Life science organizations looking for high-performance computing (HPC) equipment to meet their computational needs had many varied options in 2004.
Last year, the major trends in HPC equipment included an emphasis by systems vendors on equipment integration and, naturally, the availability of increasingly more processing power in more densely packed form factors.
On the server side of things, Microways Navion-8, an eight-way SMP system that can support up to eight AMD Opteron 800 Series processors and up to 128 GB of memory, is typical of the incredible processing power that can be packed into a rack-mounted single server.
When it comes to desktop systems, dual-processor units from virtually all the systems vendors deliver processing power that, a few years ago, would classify these systems as workstations.

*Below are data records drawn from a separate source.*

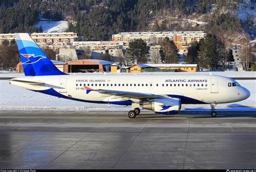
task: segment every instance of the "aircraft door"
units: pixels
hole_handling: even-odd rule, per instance
[[[218,84],[218,78],[211,79],[211,93],[218,93],[219,85]]]
[[[150,90],[153,90],[153,89],[154,88],[153,85],[154,85],[154,84],[153,84],[152,82],[150,82],[149,83],[149,88],[150,88]]]
[[[61,77],[59,79],[59,92],[66,92],[66,78]]]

On the application support side of things, new systems designed specifically to deal with the computing requirements for visualization started to emerge. These systems took advantage of the increasingly more powerful graphics processing units (GPUs) that became available in 2004. Many of the new systems aimed at visualization applications also leveraged the 64-bit processors' ability to support very large data sets. Most of the products introduced in this arena were desktop systems. However, some systems, such as SGI's new Prism line, offered a modular architecture that could scale to support thousands of processors and very large amounts of memory.

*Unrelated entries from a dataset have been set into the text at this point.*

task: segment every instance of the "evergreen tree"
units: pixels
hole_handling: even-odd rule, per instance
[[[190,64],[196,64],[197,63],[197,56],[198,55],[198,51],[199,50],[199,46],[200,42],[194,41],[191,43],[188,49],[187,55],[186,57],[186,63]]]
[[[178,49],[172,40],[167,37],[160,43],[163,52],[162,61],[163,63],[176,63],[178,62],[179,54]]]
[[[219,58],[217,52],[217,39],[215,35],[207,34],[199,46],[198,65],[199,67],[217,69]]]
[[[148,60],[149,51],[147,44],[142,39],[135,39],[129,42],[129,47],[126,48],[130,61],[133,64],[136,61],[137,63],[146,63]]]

In a different type of application, Orion Multisystems introduced 12- and 96-node workstations that essentially are desktop and desk-side clusters. The systems use tightly integrated, low-power-consumption processors to give researchers the computational power of a cluster that is easy to operate and manage. These systems can be used as a normal cluster, but one use envisioned for these products is as an application development tool for researchers that would let them test a clustered algorithm before running it on an operational or production cluster.

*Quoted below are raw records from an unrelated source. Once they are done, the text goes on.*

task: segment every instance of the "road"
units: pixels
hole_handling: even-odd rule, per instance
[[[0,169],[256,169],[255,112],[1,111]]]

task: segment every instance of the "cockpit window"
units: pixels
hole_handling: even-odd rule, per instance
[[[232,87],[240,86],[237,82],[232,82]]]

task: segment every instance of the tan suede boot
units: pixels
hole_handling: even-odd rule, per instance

These products were just the tip of the iceberg. What follows is a compilation of the major life science HPC trends for 2004.
In a continuing trend from 2003, 2004 saw most systems vendors offering pre-configured systems of all sizes that tried to make it easier to use an HPC cluster. Vendors including HP, IBM, Sun Microsystems, SGI, Dell, Linux Networx, Microway, and Appro all offered systems that included the server hardware, pre-installed operation system software, and in many cases a slew of open source informatics algorithms.
The offerings ranged from 1000-node systems for large research organizations to smaller systems for small labs. One interesting 2004 trend was that the systems vendors put a lot of effort into making the lower end of their product lines easier to install, administer, and manage.
For instance, in March, Sun introduced the Sun Fire Starter Cluster for Bioinformatics, a 19-inch rack on rollers. The system, a smaller version of an existing, Sun pre-bundled informatics system, was designed for small labs and departments within larger companies. Essentially, the Starter Cluster was aimed at scientists who need a certain level of computational power, but who did not necessarily have an IT staff around to maintain an HPC system.
In the second half of 2004, a new integration trend started to emerge. Some systems vendors, such as Appro, HP, RLX Technologies, and others, started to integrate high-performance internetworking switches within their racks and blade systems.
Typically, switch integration is done either by a third-party systems integrator, a value-added reseller, or by a life science companys IT department. One benefit when a systems vendor takes over this job and integrates the switch is that a single management system supports the server compute nodes and the switch. As a result, the switch is often easier to manage.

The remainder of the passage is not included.